“The art of writing is the art of discovering what you believe.”  Gustave Flaubert  (this quote seems a fitting one to open this post, which i wish i had written myself. flaubert is *h’s friend angus’s favorite author, and although i doubt that angus reads this blog, i’m gonna dedicate this post to him)


here’s an excerpt from a post that was linked on my friend avivah’s blog. she posted the list, but i read the entire original post at tess bomac’s blog (very worth a read if you have the time). i don’t mean to displace neon vincent- the next post down on my blog- but this was so good it has me on fire… i can’t wait for your feedabck!

from tess:

The only types of schooling that worked for me were homeschooling and college. I’ve never been good at staying focused on tasks that are drawn out. If learning a new math skill should take 10 minutes to teach and 50 minutes to practice, then so be it—I’m your girl. I’ll listen closely, work hard, and follow your advice. However, I have never been able to focus on a 45-minute lecture while sifting out the 10 minutes worth of usable material. My response in school was always, “I guess I don’t really need to know this, since nobody can explain how it works or why it’s useful.” Asking things like, “How can I use this information?” or “How will I know that I’ve mastered this skill?” were treated like mutiny. (I don’t remember this, but eyewitnesses swear that it’s true: when I was a junior in high school, a few weeks into an allegedly tough English class, the teacher, who routinely graded papers with college-level rubrics, had us pick out plastic animal figurines from a bag, then sculpt our bodies so that we resembled the animal. Apparently my response was, “This is malarkey; I am not doing it,” and then I walked out of the classroom. I do remember dropping the class and homeschooling myself in English, German, and humanities for the rest of the year, taking just a few classes for the rest of high school.)

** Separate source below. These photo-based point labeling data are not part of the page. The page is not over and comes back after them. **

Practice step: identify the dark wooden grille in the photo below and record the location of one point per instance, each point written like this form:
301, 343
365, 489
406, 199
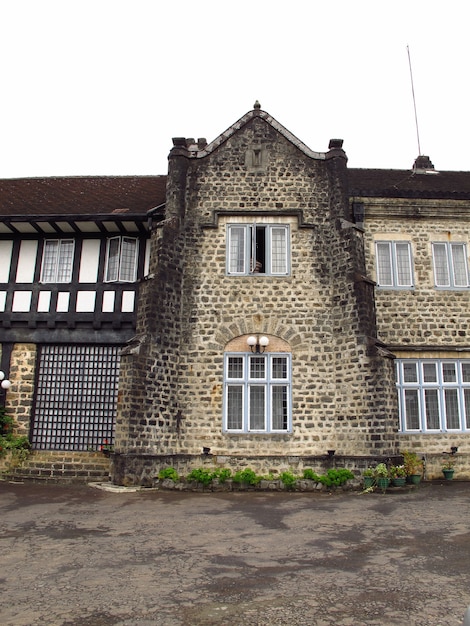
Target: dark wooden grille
76, 397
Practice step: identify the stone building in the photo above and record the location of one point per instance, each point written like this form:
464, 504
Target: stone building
268, 307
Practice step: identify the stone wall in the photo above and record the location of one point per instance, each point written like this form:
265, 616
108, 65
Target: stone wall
172, 374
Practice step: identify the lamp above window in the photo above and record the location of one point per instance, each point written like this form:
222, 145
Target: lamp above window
257, 344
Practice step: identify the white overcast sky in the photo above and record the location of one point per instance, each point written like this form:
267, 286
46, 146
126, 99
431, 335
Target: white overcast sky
100, 87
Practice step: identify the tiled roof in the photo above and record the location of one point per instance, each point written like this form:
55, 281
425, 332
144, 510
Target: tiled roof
409, 184
81, 195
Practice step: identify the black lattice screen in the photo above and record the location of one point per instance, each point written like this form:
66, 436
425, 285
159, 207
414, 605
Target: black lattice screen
76, 395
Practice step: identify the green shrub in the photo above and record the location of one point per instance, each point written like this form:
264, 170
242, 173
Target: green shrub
169, 472
247, 476
288, 479
309, 474
200, 475
222, 474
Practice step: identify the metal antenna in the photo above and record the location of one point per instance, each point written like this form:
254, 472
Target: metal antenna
414, 100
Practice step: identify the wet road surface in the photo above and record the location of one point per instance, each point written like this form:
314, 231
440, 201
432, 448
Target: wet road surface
80, 556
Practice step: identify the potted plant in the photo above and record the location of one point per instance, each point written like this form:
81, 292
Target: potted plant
398, 475
369, 477
413, 467
382, 476
448, 468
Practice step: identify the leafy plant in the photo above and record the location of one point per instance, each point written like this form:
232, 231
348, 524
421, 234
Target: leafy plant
397, 471
448, 463
288, 479
222, 474
200, 475
309, 474
247, 476
381, 471
168, 472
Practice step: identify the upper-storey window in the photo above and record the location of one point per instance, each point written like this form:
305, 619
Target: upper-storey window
258, 249
257, 393
450, 264
57, 261
394, 265
121, 259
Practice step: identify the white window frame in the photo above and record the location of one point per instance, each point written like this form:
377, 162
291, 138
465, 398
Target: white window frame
117, 272
433, 395
445, 264
57, 261
246, 386
241, 241
393, 261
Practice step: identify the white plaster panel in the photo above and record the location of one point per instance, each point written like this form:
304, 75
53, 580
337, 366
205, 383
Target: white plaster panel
89, 261
86, 301
63, 299
128, 298
26, 262
108, 301
44, 302
21, 301
5, 260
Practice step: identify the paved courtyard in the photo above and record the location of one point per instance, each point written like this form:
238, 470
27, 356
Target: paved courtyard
80, 556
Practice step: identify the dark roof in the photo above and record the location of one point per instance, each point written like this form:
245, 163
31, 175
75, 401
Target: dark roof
409, 184
81, 195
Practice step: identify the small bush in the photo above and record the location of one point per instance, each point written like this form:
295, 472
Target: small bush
169, 472
200, 475
309, 474
247, 476
288, 479
222, 475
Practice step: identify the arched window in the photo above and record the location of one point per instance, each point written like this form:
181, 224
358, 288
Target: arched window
257, 389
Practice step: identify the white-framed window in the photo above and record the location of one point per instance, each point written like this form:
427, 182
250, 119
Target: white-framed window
394, 264
121, 259
57, 261
450, 264
258, 249
434, 395
257, 394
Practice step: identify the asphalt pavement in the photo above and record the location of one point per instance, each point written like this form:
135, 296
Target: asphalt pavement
82, 556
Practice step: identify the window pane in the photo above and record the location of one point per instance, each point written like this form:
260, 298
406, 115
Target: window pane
449, 374
128, 259
236, 249
452, 408
432, 408
441, 265
459, 265
411, 409
112, 272
64, 270
466, 372
403, 264
257, 367
257, 407
429, 372
279, 367
384, 264
278, 250
466, 397
410, 373
234, 407
235, 367
279, 407
49, 261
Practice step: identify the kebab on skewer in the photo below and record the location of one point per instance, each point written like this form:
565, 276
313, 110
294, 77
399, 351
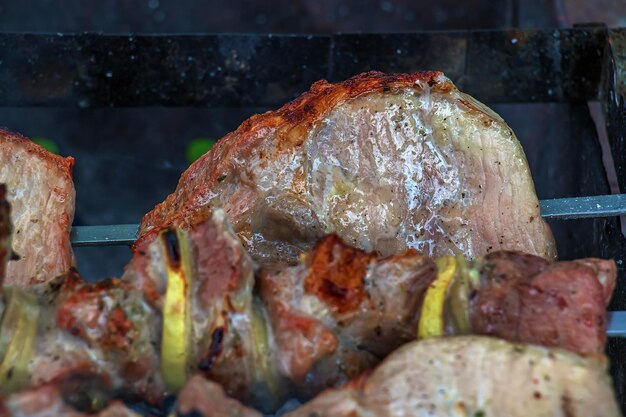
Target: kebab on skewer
187, 303
388, 162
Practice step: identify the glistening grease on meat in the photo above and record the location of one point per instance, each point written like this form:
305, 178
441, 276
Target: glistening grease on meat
6, 251
189, 302
387, 162
41, 194
474, 376
322, 341
469, 376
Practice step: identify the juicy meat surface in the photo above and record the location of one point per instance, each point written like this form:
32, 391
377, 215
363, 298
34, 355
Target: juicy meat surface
387, 162
562, 304
5, 233
60, 399
41, 194
342, 310
474, 376
204, 398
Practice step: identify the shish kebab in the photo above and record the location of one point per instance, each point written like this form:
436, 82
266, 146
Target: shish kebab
187, 304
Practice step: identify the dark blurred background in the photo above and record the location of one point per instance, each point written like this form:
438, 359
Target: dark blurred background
128, 159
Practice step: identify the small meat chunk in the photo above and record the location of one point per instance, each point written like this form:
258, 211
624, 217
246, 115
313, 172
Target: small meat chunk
41, 194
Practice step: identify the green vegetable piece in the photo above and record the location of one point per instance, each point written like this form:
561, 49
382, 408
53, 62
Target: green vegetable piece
198, 147
47, 144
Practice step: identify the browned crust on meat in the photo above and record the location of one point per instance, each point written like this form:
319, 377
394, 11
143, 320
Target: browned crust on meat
291, 121
64, 165
336, 274
5, 232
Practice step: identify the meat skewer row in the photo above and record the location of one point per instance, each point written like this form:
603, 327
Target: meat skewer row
187, 302
454, 376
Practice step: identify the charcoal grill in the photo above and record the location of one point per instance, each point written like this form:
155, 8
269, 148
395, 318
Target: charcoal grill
513, 71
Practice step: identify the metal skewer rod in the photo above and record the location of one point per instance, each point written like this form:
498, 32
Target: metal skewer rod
560, 208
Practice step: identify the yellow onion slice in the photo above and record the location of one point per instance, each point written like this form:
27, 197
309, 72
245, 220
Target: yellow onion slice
176, 337
457, 304
431, 320
17, 338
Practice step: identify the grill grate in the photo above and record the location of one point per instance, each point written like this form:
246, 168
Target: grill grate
565, 68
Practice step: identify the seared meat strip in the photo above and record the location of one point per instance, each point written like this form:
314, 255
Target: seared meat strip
342, 310
204, 398
77, 396
41, 194
388, 162
474, 376
6, 250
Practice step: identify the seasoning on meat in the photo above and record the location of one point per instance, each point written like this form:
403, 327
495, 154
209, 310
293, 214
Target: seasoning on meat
474, 376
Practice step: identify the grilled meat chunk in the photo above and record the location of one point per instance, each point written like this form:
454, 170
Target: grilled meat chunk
41, 194
125, 331
204, 398
474, 376
342, 310
388, 162
187, 303
65, 398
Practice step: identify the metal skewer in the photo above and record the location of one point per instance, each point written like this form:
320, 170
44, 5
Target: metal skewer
560, 208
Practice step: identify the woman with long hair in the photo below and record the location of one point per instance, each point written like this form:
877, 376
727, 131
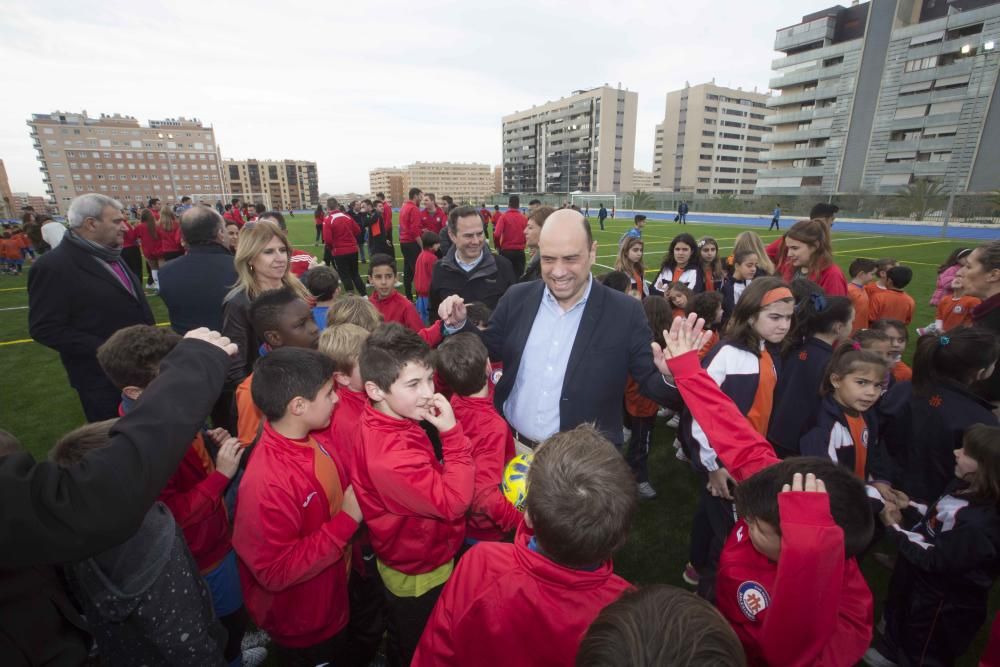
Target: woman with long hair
262, 263
808, 253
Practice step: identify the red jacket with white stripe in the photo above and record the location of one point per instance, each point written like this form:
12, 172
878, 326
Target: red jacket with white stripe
507, 604
414, 505
340, 233
293, 570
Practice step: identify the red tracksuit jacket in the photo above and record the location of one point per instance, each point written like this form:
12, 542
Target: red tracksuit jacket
507, 604
409, 223
340, 233
812, 607
509, 234
423, 272
414, 506
492, 516
291, 551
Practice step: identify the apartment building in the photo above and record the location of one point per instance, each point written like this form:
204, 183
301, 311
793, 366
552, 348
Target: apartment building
878, 94
278, 184
584, 142
711, 140
116, 156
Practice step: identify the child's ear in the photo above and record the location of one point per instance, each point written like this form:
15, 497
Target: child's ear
374, 392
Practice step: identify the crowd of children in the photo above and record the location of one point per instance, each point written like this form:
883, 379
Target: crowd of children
359, 507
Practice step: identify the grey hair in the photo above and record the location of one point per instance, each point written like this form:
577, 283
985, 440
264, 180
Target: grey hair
90, 205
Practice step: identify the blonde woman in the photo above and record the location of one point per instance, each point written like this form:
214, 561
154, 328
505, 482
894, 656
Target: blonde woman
748, 242
262, 264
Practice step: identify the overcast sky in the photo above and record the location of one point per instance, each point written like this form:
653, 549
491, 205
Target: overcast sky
357, 85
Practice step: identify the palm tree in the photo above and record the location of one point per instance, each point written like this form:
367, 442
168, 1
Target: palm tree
921, 197
641, 200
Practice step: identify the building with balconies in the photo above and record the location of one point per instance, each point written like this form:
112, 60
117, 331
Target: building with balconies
873, 96
584, 142
711, 141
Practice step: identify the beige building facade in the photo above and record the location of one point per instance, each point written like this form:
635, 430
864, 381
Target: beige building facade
116, 156
584, 142
278, 184
711, 141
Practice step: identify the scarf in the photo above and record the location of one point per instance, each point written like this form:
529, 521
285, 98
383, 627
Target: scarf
95, 249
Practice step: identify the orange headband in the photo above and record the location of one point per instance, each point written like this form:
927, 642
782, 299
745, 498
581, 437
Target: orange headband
777, 294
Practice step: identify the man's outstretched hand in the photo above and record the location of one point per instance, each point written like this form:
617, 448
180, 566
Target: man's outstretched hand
685, 335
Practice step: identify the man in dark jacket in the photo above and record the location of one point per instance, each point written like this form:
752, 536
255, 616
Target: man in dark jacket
82, 292
469, 269
194, 286
55, 515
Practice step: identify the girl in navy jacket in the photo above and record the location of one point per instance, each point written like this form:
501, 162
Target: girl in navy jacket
948, 562
922, 422
821, 323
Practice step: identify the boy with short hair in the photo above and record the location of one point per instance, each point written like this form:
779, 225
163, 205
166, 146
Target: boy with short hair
324, 284
431, 243
893, 303
393, 306
464, 365
788, 580
414, 505
531, 602
131, 359
143, 599
862, 272
282, 319
296, 514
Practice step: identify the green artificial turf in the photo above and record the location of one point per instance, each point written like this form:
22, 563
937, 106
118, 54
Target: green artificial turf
38, 406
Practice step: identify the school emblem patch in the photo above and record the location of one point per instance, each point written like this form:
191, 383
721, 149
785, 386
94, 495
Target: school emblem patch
752, 599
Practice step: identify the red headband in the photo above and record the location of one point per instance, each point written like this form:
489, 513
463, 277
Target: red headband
777, 294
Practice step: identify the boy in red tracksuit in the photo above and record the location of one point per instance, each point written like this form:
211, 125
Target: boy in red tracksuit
342, 344
297, 513
464, 366
431, 243
414, 505
788, 580
131, 359
531, 602
393, 306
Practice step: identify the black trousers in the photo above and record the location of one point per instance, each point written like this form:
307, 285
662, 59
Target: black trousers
516, 258
347, 267
405, 620
327, 651
410, 253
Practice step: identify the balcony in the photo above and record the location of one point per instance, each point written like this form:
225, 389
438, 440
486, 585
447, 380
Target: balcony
794, 154
818, 30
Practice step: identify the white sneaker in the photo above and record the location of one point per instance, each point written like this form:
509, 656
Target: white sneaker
255, 639
254, 657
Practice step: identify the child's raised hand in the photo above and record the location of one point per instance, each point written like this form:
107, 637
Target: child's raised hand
228, 460
440, 414
809, 485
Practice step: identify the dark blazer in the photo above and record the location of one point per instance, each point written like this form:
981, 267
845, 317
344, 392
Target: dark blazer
74, 305
193, 287
613, 342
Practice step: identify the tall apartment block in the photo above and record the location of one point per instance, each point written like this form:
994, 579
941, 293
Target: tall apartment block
278, 184
711, 141
876, 95
114, 155
584, 142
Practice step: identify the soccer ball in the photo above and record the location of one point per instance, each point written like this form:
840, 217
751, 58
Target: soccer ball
515, 480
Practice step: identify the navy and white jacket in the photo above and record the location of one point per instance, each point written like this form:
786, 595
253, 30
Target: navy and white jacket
737, 372
920, 433
797, 398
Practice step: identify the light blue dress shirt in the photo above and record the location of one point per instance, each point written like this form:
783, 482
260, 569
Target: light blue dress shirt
532, 408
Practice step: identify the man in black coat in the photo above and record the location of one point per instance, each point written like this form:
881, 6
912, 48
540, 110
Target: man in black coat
82, 292
469, 269
568, 343
194, 286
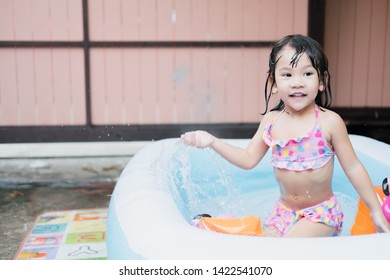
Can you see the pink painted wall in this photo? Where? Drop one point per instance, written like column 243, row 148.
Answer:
column 357, row 41
column 46, row 86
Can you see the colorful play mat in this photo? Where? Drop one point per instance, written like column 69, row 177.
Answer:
column 66, row 235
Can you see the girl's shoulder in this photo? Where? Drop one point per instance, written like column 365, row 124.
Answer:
column 330, row 119
column 268, row 118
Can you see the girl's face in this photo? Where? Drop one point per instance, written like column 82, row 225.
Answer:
column 296, row 84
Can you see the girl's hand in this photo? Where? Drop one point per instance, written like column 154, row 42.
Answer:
column 199, row 138
column 380, row 221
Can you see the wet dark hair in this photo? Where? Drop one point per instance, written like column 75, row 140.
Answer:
column 301, row 44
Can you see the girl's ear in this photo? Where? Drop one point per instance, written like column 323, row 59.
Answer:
column 274, row 89
column 323, row 82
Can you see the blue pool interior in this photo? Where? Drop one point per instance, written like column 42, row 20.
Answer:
column 203, row 182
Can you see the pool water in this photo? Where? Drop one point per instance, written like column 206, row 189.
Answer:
column 203, row 182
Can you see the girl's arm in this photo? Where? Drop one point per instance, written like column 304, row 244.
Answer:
column 246, row 158
column 355, row 171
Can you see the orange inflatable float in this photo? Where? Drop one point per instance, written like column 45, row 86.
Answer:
column 363, row 223
column 247, row 225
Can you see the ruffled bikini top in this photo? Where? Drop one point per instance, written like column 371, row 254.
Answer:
column 301, row 153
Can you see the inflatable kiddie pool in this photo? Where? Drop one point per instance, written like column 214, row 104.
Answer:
column 167, row 183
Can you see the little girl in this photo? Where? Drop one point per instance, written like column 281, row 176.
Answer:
column 304, row 136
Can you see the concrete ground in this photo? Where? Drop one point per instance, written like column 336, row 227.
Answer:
column 36, row 178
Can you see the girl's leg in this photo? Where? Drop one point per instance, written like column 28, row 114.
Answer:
column 305, row 228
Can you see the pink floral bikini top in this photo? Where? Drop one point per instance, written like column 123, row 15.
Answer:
column 301, row 153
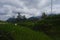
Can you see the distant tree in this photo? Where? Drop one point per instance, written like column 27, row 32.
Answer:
column 44, row 15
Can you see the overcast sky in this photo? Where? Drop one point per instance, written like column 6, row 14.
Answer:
column 9, row 8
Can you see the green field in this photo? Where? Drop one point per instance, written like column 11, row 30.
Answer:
column 23, row 33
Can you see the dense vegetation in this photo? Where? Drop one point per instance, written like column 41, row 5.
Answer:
column 45, row 28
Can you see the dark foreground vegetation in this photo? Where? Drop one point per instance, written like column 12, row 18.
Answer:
column 45, row 28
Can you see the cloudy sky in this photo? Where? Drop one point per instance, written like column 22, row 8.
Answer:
column 9, row 8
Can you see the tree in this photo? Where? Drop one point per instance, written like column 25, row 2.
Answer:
column 44, row 15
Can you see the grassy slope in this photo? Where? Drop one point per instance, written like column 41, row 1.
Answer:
column 21, row 33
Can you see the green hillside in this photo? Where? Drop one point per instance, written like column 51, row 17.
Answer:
column 22, row 33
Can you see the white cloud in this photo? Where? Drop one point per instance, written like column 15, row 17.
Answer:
column 27, row 7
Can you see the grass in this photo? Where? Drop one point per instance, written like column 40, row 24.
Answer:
column 23, row 33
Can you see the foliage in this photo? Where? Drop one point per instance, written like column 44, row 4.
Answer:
column 23, row 33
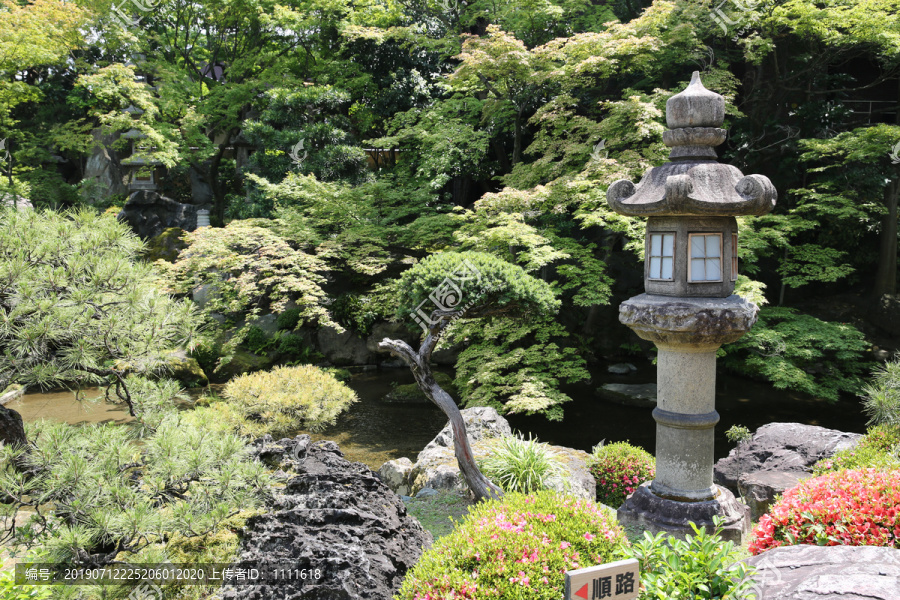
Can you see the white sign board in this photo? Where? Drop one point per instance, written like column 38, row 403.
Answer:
column 619, row 580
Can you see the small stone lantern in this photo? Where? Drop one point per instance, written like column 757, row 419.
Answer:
column 688, row 309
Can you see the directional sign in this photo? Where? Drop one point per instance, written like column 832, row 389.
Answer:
column 619, row 580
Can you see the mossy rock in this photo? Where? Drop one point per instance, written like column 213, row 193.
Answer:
column 166, row 246
column 411, row 394
column 243, row 362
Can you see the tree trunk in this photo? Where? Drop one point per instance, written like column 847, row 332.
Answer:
column 419, row 363
column 12, row 432
column 886, row 279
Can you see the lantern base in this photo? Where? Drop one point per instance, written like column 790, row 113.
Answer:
column 655, row 513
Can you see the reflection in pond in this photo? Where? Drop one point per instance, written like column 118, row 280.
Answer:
column 373, row 431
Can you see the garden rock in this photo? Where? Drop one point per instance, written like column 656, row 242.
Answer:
column 395, row 474
column 181, row 367
column 166, row 246
column 150, row 213
column 243, row 362
column 436, row 466
column 827, row 573
column 343, row 349
column 642, row 395
column 776, row 458
column 335, row 516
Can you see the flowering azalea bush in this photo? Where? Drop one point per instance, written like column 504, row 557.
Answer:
column 851, row 508
column 618, row 470
column 516, row 547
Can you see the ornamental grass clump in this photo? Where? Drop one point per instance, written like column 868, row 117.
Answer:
column 520, row 465
column 618, row 470
column 284, row 400
column 516, row 547
column 850, row 508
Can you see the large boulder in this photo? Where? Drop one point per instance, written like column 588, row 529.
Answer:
column 343, row 349
column 334, row 516
column 776, row 458
column 642, row 395
column 149, row 213
column 436, row 466
column 826, row 573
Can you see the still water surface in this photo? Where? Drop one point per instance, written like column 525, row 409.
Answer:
column 373, row 431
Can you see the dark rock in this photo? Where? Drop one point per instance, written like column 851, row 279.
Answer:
column 335, row 516
column 621, row 369
column 166, row 246
column 343, row 349
column 150, row 213
column 242, row 362
column 776, row 458
column 642, row 395
column 826, row 573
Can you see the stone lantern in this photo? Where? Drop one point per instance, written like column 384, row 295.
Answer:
column 688, row 309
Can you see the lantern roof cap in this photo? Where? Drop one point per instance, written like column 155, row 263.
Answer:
column 695, row 106
column 694, row 183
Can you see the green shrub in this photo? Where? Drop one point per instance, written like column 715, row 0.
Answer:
column 882, row 399
column 516, row 547
column 700, row 566
column 520, row 465
column 879, row 449
column 285, row 400
column 618, row 470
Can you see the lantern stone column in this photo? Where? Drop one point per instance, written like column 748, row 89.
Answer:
column 689, row 309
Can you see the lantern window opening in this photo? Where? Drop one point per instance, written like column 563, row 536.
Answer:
column 705, row 264
column 662, row 256
column 734, row 257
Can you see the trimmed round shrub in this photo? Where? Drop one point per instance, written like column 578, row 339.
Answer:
column 877, row 449
column 520, row 465
column 618, row 470
column 850, row 508
column 284, row 400
column 516, row 547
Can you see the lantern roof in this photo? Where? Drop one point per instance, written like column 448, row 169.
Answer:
column 694, row 183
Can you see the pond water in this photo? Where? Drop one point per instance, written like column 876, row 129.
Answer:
column 373, row 431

Based on my experience, I believe that students in regular classrooms learn many self-defeating lessons from their teachers and classmates. These include:

  • The rules are always changing, and since you never know when the teacher is going to enforce them, try to get away with as much as you can until she starts screaming. Then blame your neighbor.
  • You don’t need to think about your education. The teacher will decide what you should learn, you’ll do the things that she decides matter, then she’ll give you a grade that represents how well you can follow arbitrary directions.
  • While the teacher can make mistakes and move deadlines all the time, you will be penalized if you misunderstand the directions.
  • Almost everything you learn is a measure of your docility, not your intelligence or your effort.
  • Working with others is more important than learning actual content. Group projects, no matter how unfair, inefficient, and tedious are here to stay, and if you complain about it taking 10 hours out of class to make a collage that demonstrates 15-minutes worth of learning, tough. Life isn’t fair.
  • Life isn’t fair, so thus it is okay for me to be unfair.
  • Don’t question textbooks, even though most of them are riddled with errors and omissions.
  • Learning is for school, school is painfully monotonous, so learning must be boring, too.
  • Learning is for school, so once the day ends, you’re free to do whatever you find fun.
  • Learning can only take place in hard plastic desks, in crowded classrooms, while being told exactly what to do.
  • Nothing is more important than fitting in. If you don’t fit in, there must be something wrong with you. Maybe you should buy some more accessories? Try a different hair style?
  • The earlier you start dating, the more important and grown up you are.
  • Talking about Jesus is for people who are “not open minded” and are “trying to push their beliefs on others.” Incidentally, would you like to wear a rainbow pin to support the gay marriage?
  • Reading in school? Are you crazy? We have to get ready for the state tests!

As an adult, I find myself reading and studying to make up for the fact that, during most of my years in “regular school,” I didn’t learn anything. Nothing. I can barely describe who fought in major wars, the type of government France has, the capitol of more than half of our 50 states, how to calculate compound interest, how to diagram a sentence, how mitochondria fuel cells, or how electricity makes its way through power lines and into my computer. Given the state of education, I’m lucky I can read, and that was something I learned while homeschooling.

I spent eight hours a day, 180 days a year, waiting for the teacher to get to the point or for the class to stop talking or for us to stop reviewing, for the third time, the material we had already learned, in order to help the kids who had talked right through it the first two times. School is tough on the good kids, because they don’t have the solace of goofing off and enjoying time with their friends in class. They might spend 30-50% of their time in school watching the teacher manage the behavior of other students, while getting scolded for reading during the downtime.

Modern-day schooling is a daily exercise in mediocrity, or worse. Students are taught in hundreds of ways, all day long, that your output doesn’t matter, how much you’re learning doesn’t matter, what you think about it doesn’t matter. What matters are grades and popularity.